For a while, from 2010 to 2013, the Philippine ruling system appeared to be exempt from the crisis of world capitalist system, if we were to look at the rise of the gross domestic product. This was growing far beyond the growth rate of the world economy. The Philippine growth rate was being touted as the highest in Asia in 2013. The content of the growing GDP was obscured. The money flow reflected by the GDP of 7.2 percent consisted of portfolio investments (hot money) that went mainly to the financial markets (stock, bond and money markets) to the extent of 65 percent, reducing to only 6 percent the proportion of money remittances of overseas migrant workers and the income from call center operations. The rest of the total money flow came mainly from government spending for bureaucratic operations, debt service and other counterproductive purposes.
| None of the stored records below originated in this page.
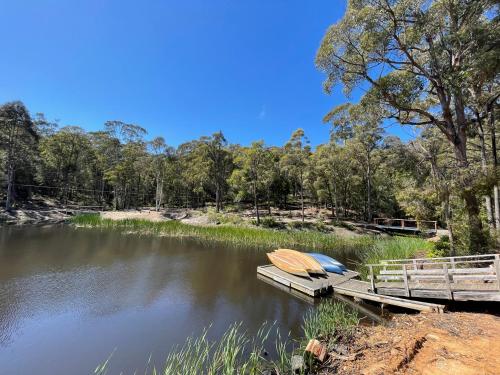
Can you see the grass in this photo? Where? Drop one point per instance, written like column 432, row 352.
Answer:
column 329, row 320
column 365, row 249
column 235, row 353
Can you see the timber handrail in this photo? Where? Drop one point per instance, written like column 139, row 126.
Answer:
column 440, row 258
column 447, row 270
column 402, row 222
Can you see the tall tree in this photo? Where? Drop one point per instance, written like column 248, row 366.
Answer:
column 254, row 172
column 18, row 139
column 296, row 159
column 215, row 148
column 416, row 56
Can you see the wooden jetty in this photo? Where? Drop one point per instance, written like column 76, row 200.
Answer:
column 406, row 225
column 463, row 278
column 340, row 284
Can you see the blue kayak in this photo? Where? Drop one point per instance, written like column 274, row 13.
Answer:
column 329, row 264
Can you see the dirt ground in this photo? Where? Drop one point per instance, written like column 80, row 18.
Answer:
column 426, row 344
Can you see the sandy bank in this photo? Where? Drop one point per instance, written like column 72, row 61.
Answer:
column 437, row 344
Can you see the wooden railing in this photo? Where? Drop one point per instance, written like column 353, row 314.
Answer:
column 475, row 272
column 406, row 223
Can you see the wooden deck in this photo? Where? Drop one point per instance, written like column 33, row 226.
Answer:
column 466, row 278
column 392, row 225
column 340, row 284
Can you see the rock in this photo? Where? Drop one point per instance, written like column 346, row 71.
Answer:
column 315, row 349
column 297, row 364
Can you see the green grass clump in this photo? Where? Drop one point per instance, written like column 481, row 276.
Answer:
column 234, row 353
column 329, row 320
column 361, row 249
column 396, row 248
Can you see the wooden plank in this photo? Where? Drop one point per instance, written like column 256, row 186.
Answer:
column 405, row 280
column 476, row 296
column 430, row 293
column 372, row 281
column 475, row 277
column 389, row 277
column 497, row 270
column 439, row 271
column 409, row 304
column 491, row 256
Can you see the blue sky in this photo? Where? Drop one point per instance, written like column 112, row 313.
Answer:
column 181, row 69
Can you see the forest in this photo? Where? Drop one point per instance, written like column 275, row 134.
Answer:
column 433, row 69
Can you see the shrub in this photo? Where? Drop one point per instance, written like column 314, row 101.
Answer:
column 329, row 320
column 269, row 222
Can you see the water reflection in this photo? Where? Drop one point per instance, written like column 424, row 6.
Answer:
column 69, row 297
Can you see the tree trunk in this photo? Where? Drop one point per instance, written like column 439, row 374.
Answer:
column 477, row 240
column 369, row 194
column 302, row 198
column 256, row 203
column 484, row 168
column 497, row 206
column 449, row 224
column 217, row 197
column 10, row 187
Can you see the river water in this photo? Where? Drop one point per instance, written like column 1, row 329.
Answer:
column 71, row 297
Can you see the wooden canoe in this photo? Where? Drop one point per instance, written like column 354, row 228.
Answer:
column 288, row 264
column 311, row 264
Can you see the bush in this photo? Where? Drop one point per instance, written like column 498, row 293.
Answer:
column 329, row 320
column 269, row 222
column 343, row 224
column 299, row 225
column 223, row 218
column 441, row 248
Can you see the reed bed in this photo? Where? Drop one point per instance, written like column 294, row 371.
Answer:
column 235, row 352
column 362, row 249
column 329, row 320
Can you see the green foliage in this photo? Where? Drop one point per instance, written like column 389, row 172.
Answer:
column 441, row 248
column 396, row 248
column 215, row 217
column 270, row 222
column 329, row 320
column 236, row 352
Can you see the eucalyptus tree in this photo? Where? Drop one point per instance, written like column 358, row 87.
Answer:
column 159, row 159
column 66, row 159
column 18, row 139
column 253, row 173
column 415, row 56
column 296, row 159
column 216, row 151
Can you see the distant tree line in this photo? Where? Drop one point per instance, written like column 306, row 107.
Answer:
column 431, row 65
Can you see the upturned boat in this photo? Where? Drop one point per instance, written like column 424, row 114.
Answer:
column 288, row 264
column 312, row 265
column 328, row 263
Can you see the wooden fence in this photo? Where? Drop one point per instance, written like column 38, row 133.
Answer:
column 474, row 277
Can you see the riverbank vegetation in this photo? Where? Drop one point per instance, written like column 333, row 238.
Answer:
column 365, row 249
column 237, row 352
column 431, row 66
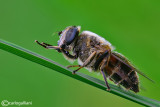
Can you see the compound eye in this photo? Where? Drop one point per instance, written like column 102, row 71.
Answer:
column 71, row 34
column 59, row 33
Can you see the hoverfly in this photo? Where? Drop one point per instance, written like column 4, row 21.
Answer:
column 96, row 54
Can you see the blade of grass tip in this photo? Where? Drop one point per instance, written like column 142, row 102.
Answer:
column 24, row 53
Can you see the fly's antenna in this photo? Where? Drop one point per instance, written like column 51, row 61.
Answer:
column 59, row 33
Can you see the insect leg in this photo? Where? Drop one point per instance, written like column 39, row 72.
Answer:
column 48, row 46
column 104, row 64
column 68, row 54
column 86, row 62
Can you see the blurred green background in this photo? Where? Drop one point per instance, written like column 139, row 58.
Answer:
column 133, row 27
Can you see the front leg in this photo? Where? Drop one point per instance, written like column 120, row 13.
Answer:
column 48, row 46
column 85, row 63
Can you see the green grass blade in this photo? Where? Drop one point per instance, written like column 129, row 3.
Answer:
column 24, row 53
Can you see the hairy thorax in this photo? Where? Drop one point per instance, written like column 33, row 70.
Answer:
column 88, row 43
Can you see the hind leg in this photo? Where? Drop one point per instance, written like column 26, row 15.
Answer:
column 104, row 64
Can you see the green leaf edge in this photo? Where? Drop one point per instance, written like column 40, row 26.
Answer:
column 26, row 54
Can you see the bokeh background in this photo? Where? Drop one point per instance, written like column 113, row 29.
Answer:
column 133, row 27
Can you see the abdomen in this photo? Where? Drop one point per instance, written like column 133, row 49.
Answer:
column 121, row 72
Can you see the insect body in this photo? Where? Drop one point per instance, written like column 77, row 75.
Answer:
column 96, row 54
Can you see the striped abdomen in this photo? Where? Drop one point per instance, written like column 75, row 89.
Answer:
column 120, row 71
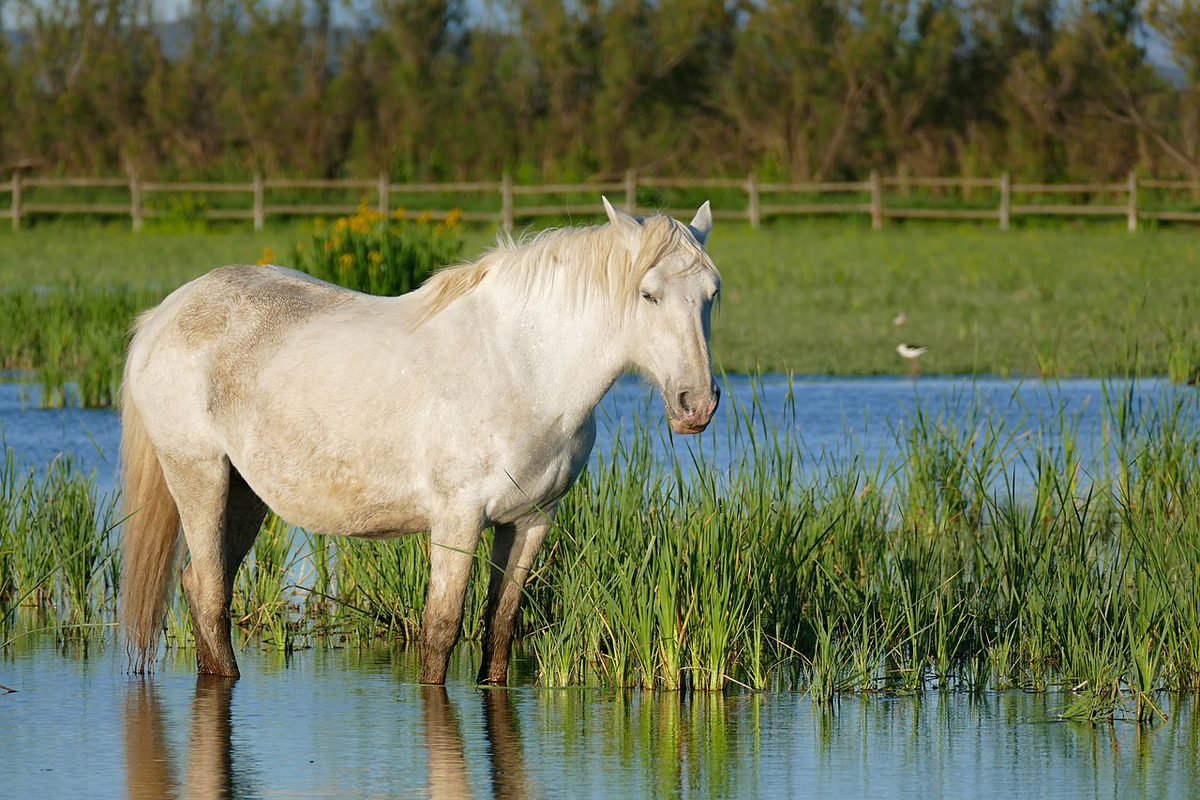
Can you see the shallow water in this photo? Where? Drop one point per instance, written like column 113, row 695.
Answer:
column 335, row 723
column 352, row 722
column 831, row 419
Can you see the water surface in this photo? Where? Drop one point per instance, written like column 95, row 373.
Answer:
column 337, row 723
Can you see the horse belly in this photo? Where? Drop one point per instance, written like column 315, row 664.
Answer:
column 331, row 501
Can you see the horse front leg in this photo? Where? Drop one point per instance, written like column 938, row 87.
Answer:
column 451, row 555
column 513, row 554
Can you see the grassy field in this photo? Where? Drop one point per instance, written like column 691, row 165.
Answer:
column 930, row 571
column 810, row 298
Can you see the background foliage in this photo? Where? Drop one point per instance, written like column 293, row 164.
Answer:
column 444, row 89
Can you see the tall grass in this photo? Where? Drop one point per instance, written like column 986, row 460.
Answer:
column 379, row 254
column 977, row 559
column 71, row 338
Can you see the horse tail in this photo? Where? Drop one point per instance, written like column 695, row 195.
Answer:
column 150, row 542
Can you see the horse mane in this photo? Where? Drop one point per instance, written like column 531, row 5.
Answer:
column 586, row 264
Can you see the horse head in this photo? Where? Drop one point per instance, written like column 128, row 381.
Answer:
column 671, row 316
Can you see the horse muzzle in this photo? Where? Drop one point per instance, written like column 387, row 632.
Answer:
column 693, row 410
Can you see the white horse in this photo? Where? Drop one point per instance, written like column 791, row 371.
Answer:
column 466, row 404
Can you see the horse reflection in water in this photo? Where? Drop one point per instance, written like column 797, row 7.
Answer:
column 210, row 770
column 150, row 773
column 444, row 743
column 466, row 404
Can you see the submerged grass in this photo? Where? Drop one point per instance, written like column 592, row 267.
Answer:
column 977, row 559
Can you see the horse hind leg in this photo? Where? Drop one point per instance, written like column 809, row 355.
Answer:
column 216, row 513
column 513, row 553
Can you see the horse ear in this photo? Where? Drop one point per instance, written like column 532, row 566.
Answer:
column 621, row 220
column 702, row 223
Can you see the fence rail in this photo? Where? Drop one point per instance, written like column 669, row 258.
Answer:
column 879, row 197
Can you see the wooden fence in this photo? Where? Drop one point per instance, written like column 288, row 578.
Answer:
column 880, row 198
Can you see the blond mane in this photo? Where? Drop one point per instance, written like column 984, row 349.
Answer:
column 581, row 265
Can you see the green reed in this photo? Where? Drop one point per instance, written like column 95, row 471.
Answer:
column 71, row 338
column 984, row 555
column 58, row 553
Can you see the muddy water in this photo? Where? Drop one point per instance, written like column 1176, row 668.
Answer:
column 340, row 723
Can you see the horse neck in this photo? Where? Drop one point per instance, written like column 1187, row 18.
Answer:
column 574, row 350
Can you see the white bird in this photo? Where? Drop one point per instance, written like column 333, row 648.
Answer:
column 912, row 354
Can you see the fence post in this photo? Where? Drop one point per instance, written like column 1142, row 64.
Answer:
column 259, row 206
column 876, row 200
column 753, row 202
column 1006, row 200
column 16, row 199
column 1132, row 212
column 507, row 216
column 384, row 193
column 135, row 202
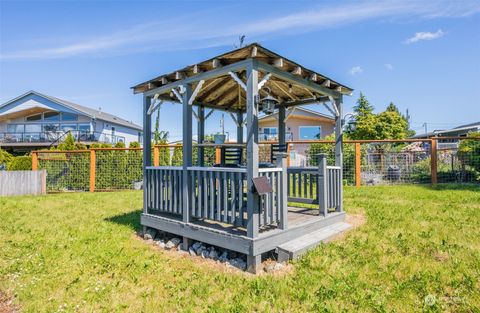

The US deliberately gave the Aquino regime the special privilege of having the Philippines receive a large flow of money from hedge funds in order to conjure the illusion of economic growth, sustain the private construction boom and generate government revenues for boosting military operations and appropriating large doleout funds for the conditional cash transfer and Pamana program to make the US-designed Oplan Bayanihan successful. Increased government spending, remittances of the overseas contract workers and earnings of business call centers also served to maintain high consumption spending by a small part of the population.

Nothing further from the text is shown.